Emerge has provided me with a group of 30 people who are my new friends. Then we go on to see what we can do for other people. I don’t think about just whether I get elected; it’s my job to help everybody else succeed.
Do you feel hopeful because of last year’s victorious off-year election and the upcoming Women’s March?
No, I don’t feel hope. For me, hope is, “oh my, I hope we can do that.” I think that we will succeed. We are confident. We know that this is going to happen. Don’t look at my district and think that it’s red and it’s always going to be that way. We’re saying, “yeah no, no more.” We are changing this and people are responding.
What comes next for your campaign?
I’ve built my foundation. It’s strong and I’ve been doing that for seven months.
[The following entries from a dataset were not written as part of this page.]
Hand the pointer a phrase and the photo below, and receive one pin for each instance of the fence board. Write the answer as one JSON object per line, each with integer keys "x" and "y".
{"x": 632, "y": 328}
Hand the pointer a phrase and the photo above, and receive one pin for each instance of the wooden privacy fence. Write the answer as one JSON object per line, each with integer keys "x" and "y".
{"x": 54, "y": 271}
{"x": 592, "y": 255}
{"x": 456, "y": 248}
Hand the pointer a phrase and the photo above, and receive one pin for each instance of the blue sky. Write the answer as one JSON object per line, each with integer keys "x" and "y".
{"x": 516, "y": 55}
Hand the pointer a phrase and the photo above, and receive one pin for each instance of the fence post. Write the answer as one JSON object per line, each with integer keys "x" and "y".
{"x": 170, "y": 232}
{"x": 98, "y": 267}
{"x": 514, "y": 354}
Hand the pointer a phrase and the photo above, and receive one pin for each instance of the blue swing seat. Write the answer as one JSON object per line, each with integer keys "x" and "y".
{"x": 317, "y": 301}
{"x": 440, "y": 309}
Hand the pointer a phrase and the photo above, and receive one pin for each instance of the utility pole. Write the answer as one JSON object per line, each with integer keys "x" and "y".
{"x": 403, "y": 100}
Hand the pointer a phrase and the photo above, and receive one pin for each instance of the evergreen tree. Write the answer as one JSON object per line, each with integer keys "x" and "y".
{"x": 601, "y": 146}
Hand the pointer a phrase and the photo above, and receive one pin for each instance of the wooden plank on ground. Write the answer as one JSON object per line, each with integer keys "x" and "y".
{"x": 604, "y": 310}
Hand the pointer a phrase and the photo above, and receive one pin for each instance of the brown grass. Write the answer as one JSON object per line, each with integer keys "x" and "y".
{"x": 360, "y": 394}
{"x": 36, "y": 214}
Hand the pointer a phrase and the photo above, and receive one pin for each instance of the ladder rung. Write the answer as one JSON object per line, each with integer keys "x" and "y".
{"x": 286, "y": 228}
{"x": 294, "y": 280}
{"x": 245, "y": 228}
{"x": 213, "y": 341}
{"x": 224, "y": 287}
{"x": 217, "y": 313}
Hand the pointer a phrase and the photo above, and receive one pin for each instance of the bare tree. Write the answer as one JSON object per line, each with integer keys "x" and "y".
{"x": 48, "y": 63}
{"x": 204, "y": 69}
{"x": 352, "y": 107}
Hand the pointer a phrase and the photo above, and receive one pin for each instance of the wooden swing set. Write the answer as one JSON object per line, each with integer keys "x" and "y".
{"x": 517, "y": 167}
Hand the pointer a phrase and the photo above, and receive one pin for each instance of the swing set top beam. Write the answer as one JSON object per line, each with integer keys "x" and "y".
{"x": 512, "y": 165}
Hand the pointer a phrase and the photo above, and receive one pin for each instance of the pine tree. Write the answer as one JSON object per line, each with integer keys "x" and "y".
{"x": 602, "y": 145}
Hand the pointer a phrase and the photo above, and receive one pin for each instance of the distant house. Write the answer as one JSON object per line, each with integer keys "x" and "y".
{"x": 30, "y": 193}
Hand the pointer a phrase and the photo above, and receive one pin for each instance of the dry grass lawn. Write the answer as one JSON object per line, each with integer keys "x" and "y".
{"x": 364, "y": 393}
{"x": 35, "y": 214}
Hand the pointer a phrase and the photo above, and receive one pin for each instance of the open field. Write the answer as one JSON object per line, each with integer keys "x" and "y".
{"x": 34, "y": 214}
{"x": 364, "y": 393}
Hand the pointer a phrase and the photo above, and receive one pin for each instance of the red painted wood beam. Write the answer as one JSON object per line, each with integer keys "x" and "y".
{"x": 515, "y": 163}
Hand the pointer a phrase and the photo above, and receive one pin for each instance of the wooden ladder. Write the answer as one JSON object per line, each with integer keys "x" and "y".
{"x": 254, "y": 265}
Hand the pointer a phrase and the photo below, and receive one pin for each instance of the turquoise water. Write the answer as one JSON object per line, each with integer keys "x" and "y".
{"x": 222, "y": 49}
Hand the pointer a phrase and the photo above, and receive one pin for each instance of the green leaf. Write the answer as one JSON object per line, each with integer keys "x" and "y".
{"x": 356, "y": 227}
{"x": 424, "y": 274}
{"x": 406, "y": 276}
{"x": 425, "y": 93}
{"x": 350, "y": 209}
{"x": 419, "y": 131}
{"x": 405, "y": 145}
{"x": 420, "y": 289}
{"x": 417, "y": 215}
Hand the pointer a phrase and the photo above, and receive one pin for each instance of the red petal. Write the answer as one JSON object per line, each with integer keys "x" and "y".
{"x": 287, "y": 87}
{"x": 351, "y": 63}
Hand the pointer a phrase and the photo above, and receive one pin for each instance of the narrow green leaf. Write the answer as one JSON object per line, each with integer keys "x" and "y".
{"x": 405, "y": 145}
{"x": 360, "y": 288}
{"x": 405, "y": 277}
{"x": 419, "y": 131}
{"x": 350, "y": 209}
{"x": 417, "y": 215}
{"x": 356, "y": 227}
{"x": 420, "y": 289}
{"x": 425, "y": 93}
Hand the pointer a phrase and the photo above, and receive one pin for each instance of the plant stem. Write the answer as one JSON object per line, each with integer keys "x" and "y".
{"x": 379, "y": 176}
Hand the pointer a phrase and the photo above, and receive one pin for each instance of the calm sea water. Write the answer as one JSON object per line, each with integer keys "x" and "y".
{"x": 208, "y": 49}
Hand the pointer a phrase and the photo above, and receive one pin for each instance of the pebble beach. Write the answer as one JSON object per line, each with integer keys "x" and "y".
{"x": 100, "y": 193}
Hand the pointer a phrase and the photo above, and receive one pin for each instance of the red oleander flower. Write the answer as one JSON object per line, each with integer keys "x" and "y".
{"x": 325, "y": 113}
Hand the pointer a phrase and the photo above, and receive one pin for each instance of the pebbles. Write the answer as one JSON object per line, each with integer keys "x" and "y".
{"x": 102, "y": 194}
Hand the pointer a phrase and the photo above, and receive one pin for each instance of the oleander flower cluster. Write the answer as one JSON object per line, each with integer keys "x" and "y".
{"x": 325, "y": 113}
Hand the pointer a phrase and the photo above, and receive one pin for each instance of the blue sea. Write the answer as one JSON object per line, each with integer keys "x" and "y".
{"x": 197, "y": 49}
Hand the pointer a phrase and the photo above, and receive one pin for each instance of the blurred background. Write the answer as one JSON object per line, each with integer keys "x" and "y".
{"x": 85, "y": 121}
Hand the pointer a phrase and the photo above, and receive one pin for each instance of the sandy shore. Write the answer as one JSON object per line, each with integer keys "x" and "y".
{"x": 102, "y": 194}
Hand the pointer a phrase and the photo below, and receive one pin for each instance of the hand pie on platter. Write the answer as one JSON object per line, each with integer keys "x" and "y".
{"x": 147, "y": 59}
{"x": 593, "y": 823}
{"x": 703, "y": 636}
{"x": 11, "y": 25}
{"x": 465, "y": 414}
We’ve talked to thousands of people, we’ve knocked on doors. We’ve talked to Democrats, Republicans—I know that sounds weird but we make sure to talk to Republicans because what we’ve found is what we already know: We all want the same thing. We all want our families to have the opportunities to have what they might consider their American Dream. Even Republicans are now saying that this racism that’s going on crosses the line and we will vote that out. We’re done.
We had our campaign kickoff last Saturday. This weekend we are doing our official ambassador kickoff for our volunteers. Now, we are going out to meet more people, make sure we have enough signatures to get on the ballot and that will take us into a primary.